When a doctor prescribes a drug to a patient, there are several vital decisions the doctor needs to make prior to the prescription. Some of these decisions would be regarding the patients age, existing disease conditions, severity of the illness, side effects of the drugs, behavior of a drug after absorption...etc. All these decisions would be aimed at knowing what would happen to the drug once taken by the patient as well as how effective the drug would be in relieving the intended illness. Among the many things a doctor considers before prescribing would be the state of the patient's liver.
Why consideration does need to be given to the liver?
The reason for this consideration is because, the liver will act on the drugs which are taken orally and inflicts changes on these substances either making them more effective or less effective or even dangerous.
Due to the fact that a drug entering through the mouth will encounter its metabolism in the first organ it goes through, the process is widely known in the medical field as 'first pass metabolism' and the place it happens is none other than in the liver. It would be right to state that the characteristic feature of this metabolism is it prevents a drug from entering the systemic circulation without undergoing the process of 'first pass metabolism'.
Let us understand how this process takes place.
When a person takes medications orally, it will travel down the esophagus into the stomach and thereafter into the small intestines. Various factors in the gut will now act upon the medications and digest them into absorbable elements. The factors that contribute in this regard would be the liver enzymes, the bacterial enzymes in the gut as well as the enzymes from other glands.
Following digestion, the gut wall will absorb these elements and via the portal vein would allow it to pass through to the liver. As this happen, only a small portion of the drug would be absorbed and the rest would be expelled.

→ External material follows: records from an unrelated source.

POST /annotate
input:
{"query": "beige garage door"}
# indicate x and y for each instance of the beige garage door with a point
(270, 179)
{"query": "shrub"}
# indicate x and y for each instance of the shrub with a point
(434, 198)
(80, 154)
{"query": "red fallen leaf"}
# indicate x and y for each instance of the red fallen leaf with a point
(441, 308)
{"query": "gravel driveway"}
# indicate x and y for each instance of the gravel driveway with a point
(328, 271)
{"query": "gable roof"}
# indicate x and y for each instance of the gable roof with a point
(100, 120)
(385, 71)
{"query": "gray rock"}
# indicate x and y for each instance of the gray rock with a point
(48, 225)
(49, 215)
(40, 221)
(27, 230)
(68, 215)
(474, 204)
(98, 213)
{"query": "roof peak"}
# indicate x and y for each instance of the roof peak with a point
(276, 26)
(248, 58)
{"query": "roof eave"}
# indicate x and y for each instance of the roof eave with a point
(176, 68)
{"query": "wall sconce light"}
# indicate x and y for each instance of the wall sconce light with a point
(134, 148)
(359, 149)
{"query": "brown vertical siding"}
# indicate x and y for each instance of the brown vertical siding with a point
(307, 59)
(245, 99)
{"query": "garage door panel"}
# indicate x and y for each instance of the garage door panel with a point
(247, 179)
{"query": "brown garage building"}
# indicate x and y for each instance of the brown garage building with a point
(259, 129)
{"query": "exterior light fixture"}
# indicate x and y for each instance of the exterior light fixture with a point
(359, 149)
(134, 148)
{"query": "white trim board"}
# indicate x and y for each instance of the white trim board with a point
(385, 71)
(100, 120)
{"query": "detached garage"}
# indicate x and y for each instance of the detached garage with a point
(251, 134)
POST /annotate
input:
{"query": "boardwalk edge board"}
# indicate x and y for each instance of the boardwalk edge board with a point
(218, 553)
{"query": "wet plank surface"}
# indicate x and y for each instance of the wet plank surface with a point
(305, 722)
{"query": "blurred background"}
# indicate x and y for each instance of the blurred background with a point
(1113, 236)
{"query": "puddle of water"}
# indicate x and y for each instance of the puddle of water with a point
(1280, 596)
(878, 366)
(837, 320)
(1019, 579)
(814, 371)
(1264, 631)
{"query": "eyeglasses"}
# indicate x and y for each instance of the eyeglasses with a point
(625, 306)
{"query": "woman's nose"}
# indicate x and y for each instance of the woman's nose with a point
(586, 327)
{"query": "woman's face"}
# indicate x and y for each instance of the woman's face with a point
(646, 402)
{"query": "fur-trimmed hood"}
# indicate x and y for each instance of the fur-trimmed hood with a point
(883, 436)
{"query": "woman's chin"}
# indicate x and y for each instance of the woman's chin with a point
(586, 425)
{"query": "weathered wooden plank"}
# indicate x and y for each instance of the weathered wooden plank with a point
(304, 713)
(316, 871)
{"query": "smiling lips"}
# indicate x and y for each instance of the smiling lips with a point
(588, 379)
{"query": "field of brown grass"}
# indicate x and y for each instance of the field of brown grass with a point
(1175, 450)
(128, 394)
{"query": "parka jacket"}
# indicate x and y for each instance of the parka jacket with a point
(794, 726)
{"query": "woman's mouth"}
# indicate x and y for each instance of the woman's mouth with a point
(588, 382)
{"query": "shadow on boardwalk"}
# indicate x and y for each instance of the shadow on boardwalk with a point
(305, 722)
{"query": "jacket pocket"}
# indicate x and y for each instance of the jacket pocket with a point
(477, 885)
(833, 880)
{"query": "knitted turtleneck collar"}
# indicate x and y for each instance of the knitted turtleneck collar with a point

Once the breakdown products of the drugs enter the liver and its cells, it will undergo further breakdown and metabolism which is what we call the 'first pass metabolism'. In most instances, this would result in formation of 'active elements' of the drug which ultimately would be released into the circulation.
What we can understand from this phenomenon is that, when given orally, only fraction of a drug which is altered in many different ways would reach the systemic circulation.
Why does 'first pass metabolism' related only to oral medications?
This is because, when other routes of entry are used, such as suppository, sublingual, intravenous...etc; the drugs will be directly introduced into the circulation thus bypassing the 'liver metabolism' or else the 'first pass metabolism'. Therefore, these routes will make available a higher concentration of drugs into the circulation than it does through the oral route.